Check out this foolishness:

That, dear readers, is a portion of mine and Gill’s CD collection.  A portion.  Behind those stacks of CD’s is my laptop, quivering in fear.  See what it’s doing there?  It’s pretending to be asleep.  Nice try, laptop.  I’m gonna jam each one of these bad boys inside you and buuurrrn them onto your brrraaainnn!!!  And you’re gonna take it, laptop!  Take it, and like it!

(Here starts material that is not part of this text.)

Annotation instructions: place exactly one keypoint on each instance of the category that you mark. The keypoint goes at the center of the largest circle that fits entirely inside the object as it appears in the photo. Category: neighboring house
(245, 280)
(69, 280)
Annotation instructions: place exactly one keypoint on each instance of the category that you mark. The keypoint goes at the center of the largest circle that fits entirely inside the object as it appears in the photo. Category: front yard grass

I guess I should tell you what inspired this little…project.  There’s a closet in my house.  You probably have one, too.  This closet is jammed full of stuff that won’t fit elsewhere in my house.  There are two full boxes of CD’s like this half empty one:

There are also several boxes of books that I have no room to display.  I have no room to display them because I have a room.  What?  Lemme ‘splain.  I have a room, but that room is filled with more stuff, namely, Gill’s stuff.  And Gill, bless his heart, has a lot of stuff.  Music stuff, computer stuff, tool stuff.  Stuff, stuff, stuff.

I hate stuff.  You know what I like?  The absence of stuff.  I like empty countertops, empty closets, alphabetization, organization, no extraneousness.  You know how in Sleeping with the Enemy Julia Roberts had to line up all the cans and towels and shit or her husband with his crazy self would hack her into tiny pieces?  We were supposed to be horrified by that.  I kinda liked the idea.  Not the hacking, part, though.  No.  The lining up part.  Just to be clear.

Anyway.  So I’m constantly weeding through all our stuff to find what we haven’t used in a long time.  Well, not our stuff.  I’m not allowed near Gill’s stuff.  (But that drawer full of cables, wires, chargers and possibly an entire colony of snakes will be mine one day, husband.  Sleep with one eye open, sir.)  I love to get rid of.  I love empty spaces.  Uncluttered surfaces.  Clean shelves.  I guess I’m saying my ideal living situation would include me, Gill, Eve, a table and three chairs.  As long as we have each other, right?

The CD’s are my next victim.  There is not enough space in that closet for my liking, and guess what, CD’s?  J’accuse, bitches.  You’re all gettin’ loaded onto my laptop and then sold to a slightly sketchy online company who will probably only give me a fraction of what they’re worth if I ever get anything at all.  And I don’t care.  As long as all y’all are outta my house.  (Watch Gill set up a dummy company, buy the CD’s and hide them in his trunk.  Well played, sir.  Well played.)

Meantime, I’ve been having just a fine ol’ time walking down my own musical memory lane:

 

Soundgarden.  How the hell you guys been?  My goodness, what times we used to have.  ‘Member when I used to do a completely serious impression of Chris Cornell in my bedroom mirror while listening to this album and sporting some tight-rolled jeans and Sebagoes?  Yeah…good times.

Alaaaanis.  Girl.  You have helped me express so much white-girl angst and also saw me through a pretty embarrassing breakup in college.  Thanks, man.  But, by the way, none of that is ironic.  I love you, but no.  No, it’s not, Alanis!  And it got waaay too much radio time.

If you never bought this album, please do so immediately.  Then put it on in your car at night, turn the volume all way up to 11 and drive down the freeway really fast.  Trust me.  You will never feel cooler.

So that’s what I’m doing this coming week.  Me and my CD’s.  Burn, baby, burn!  CD inferno!  

P.S.  If anyone can remind me of the reason why there’s a Faith Hill CD in my collection, I’d be ever so grateful.  Thanks.